Rich Harbour was born in 1943 in Seal Beach, California.  He started surfing at the age of 16 after receiving a surfboard for a birthday gift.  Just a couple of months later, it was stolen out of his garage, leaving Rich without a board or the money to buy a new one. Taking the initiative, Harbour scrounged up a blank, sawed it in half lengthwise, glued in a redwood stringer and created the first Harbour surfboard. 

Before long, word got out in the Seal Beach area about the boards Rich was making, and in 1962 he dropped out of college to open Harbour Surfboards.  As demand grew, Rich recruited some great craftsmen to help produce his boards.  He also assembled one of the most formidable surf teams on the West Coast, which included such notable surfers as Jock Sutherland, Mark Martinson, Steve Bigler and Rich Chew.

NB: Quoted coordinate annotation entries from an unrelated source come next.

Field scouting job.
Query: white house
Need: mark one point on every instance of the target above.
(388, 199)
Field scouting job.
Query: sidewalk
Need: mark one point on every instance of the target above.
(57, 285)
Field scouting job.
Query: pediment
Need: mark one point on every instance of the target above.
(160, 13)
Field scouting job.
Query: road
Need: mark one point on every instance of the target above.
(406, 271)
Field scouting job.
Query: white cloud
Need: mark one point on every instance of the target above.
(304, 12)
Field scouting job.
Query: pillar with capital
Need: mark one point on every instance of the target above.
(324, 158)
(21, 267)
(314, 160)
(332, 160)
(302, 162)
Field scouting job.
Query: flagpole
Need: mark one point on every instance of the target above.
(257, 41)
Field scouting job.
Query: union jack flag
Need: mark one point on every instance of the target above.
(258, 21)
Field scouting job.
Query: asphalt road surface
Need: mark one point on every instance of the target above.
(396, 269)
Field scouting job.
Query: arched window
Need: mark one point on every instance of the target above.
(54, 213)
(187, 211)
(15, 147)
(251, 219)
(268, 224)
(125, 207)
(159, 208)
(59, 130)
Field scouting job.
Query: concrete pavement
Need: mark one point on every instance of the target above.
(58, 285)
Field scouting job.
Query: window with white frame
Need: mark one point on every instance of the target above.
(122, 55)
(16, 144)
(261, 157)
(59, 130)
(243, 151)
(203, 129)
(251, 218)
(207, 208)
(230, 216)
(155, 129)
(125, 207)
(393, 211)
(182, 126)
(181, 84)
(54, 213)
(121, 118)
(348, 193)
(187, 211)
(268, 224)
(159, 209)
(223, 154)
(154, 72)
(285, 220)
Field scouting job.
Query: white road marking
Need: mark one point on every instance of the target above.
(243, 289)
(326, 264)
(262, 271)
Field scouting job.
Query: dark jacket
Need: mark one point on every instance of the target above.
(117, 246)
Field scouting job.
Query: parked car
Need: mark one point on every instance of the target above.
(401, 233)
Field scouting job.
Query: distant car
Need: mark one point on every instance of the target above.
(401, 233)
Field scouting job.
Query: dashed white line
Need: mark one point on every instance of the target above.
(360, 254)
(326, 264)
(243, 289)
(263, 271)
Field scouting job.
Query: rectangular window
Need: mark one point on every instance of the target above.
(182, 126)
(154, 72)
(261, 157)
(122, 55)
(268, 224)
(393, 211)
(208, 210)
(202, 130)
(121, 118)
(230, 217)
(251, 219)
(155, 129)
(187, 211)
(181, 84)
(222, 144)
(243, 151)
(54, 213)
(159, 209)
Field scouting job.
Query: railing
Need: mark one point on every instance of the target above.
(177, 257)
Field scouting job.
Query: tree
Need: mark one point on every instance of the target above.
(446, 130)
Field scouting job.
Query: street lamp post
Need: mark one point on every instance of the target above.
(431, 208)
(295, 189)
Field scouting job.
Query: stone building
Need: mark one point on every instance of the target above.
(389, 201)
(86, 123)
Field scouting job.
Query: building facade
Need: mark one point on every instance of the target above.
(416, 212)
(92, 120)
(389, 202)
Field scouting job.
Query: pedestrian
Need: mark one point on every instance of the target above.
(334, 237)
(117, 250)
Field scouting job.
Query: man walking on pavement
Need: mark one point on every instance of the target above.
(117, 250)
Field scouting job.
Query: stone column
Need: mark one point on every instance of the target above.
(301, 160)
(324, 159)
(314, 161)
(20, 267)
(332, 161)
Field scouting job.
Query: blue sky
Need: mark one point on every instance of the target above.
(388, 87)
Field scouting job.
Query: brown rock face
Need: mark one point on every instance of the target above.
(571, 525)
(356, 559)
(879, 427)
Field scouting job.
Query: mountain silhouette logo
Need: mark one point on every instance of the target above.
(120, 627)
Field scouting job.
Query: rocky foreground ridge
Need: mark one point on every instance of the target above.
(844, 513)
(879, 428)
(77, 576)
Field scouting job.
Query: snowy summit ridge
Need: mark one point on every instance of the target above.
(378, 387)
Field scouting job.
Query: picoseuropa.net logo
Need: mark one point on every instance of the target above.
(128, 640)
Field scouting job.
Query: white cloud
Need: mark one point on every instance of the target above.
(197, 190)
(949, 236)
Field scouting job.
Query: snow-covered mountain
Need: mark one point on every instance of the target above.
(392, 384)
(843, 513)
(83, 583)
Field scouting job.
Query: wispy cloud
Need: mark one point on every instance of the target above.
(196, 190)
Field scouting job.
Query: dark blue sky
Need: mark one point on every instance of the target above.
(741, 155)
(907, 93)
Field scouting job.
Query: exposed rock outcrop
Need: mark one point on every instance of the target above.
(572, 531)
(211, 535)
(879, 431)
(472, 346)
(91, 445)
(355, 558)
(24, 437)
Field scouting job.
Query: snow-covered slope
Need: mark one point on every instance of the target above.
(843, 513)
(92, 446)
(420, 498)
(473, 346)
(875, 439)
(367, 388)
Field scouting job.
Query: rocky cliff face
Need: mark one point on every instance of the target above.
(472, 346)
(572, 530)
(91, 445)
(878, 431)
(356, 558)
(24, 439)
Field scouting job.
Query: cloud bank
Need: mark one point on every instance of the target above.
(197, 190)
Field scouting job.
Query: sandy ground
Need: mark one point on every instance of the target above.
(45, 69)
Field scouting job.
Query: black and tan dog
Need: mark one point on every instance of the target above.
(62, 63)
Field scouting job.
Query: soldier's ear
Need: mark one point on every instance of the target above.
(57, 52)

The Harbour Surfboards shop was home to some of the best selling models of the ‘60s, including the Banana, the Cheater and the renowned Trestles Special. All of these boards remain highly collectible.

As the ‘60’s drew to an end and the shortboard revolution took hold, Rich enlisted the help of Robert August to create fresh, new shapes.  Always experimenting with rail contours and templates, Harbour continued to provide surfers across the U.S. with up-to-date surfboard designs. Utilizing his skills as a precision craftsman, he began to build laminated wooden skateboards during the skateboard resurgence of the mid-70’s.  He built boards for a number of companies, but ultimately decided to leave that side of the industry and stay focused on surfboards.

Throughout the 90’s and early 2000’s, Harbour built new models to ride the longboard resurgence that was sweeping the world of surfing at the time. The Nineteen, The San-o, and The Classic were just a few of the boards he introduced during the period.  In 2019, after nearly 60 years of shaping surfboards (more than 32,000 of them, according to Surfer Magazine) and after weathering the many changes to the surf industry, he created his final masterpiece.  After health issues took their toll, Rich Harbour died at his Seal Beach home; it was Sunday, July 11, 2021.  He will be remembered as an understated, highly respected craftsman and mentor to so many.